Табакерка из Багомбо
— Вроде бы новое местечко, да? — спросил Эдди Лэард.
Он сидел в баре, в самом центре города. Был единственным посетителем и разговаривал с барменом.
— Что–то не припоминаю я этого местечка, — добавил он. — А ведь когда–то знал каждый бар в городе.
Лэард был крупным мужчиной тридцати трех лет с нахальной, но не лишенной приятности круглой, как луна, физиономией. Одет он был в синий фланелевый костюм, судя по всему — недавнее приобретение. И, болтая с барменом, изредка косился на себя в зеркало. И, время от времени, рука его отпускала стакан и поглаживала мягкую ткань на лацкане.
— Да не такое уж и новое, — ответил бармен, сонный толстяк лет пятидесяти. — Когда вы были последний раз в городе?
— Во время войны, — сказал Лэард.
— Какой конкретно войны?
— Какой войны? — переспросил Лэард. — Да, дела… Боюсь, вам и впрямь приходится сейчас спрашивать об этом людей, когда речь заходит о войне.
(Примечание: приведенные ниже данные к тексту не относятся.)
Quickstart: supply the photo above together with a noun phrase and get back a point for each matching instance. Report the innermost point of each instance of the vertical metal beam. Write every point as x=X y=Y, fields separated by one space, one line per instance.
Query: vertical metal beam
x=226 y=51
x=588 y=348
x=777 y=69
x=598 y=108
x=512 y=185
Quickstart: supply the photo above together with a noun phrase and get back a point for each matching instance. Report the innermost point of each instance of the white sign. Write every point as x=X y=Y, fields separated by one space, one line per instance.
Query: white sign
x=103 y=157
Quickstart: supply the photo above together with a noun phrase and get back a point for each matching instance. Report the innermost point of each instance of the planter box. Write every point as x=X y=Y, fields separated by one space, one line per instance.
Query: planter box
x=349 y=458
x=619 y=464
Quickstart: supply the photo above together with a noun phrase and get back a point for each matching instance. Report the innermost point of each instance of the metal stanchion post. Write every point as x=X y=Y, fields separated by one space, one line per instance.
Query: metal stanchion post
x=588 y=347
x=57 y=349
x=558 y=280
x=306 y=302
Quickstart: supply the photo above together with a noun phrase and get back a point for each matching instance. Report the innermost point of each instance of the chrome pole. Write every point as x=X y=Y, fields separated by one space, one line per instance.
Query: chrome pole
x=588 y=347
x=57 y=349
Второй. Второй мировой войны. Наши части дислоцировались тогда в Каннингем–Филд. Вот и вырывался на уикэнд в город, когда получалось, конечно.
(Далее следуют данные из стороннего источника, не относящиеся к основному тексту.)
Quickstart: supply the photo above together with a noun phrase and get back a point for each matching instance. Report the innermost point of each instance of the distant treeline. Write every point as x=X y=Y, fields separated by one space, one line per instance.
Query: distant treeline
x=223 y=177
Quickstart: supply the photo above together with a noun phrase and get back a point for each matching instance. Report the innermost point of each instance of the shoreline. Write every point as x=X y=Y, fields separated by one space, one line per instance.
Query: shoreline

И нежная грусть затеплилась в его сердце при воспоминании о том, как в те дни выглядело его отражение в зеркалах разных баров, о том, как сверкали в них капитанские пряжки на орденской ленте и серебряные крылышки на нашивках.
— А этот построен в сорок шестом, — сказал бармен, — и с тех пор его еще два раза перестраивали.
— Построен, и два раза перестраивали… — в голосе Лэарда слышалось неподдельное изумление. — В наши дни все изнашивается как–то особенно быстро, многие вещи устаревают, верно? Ну, скажите, можно сейчас съесть прилично прожаренный бифштекс за два доллара, ну, допустим, в стейк–хаусе «Чарли»?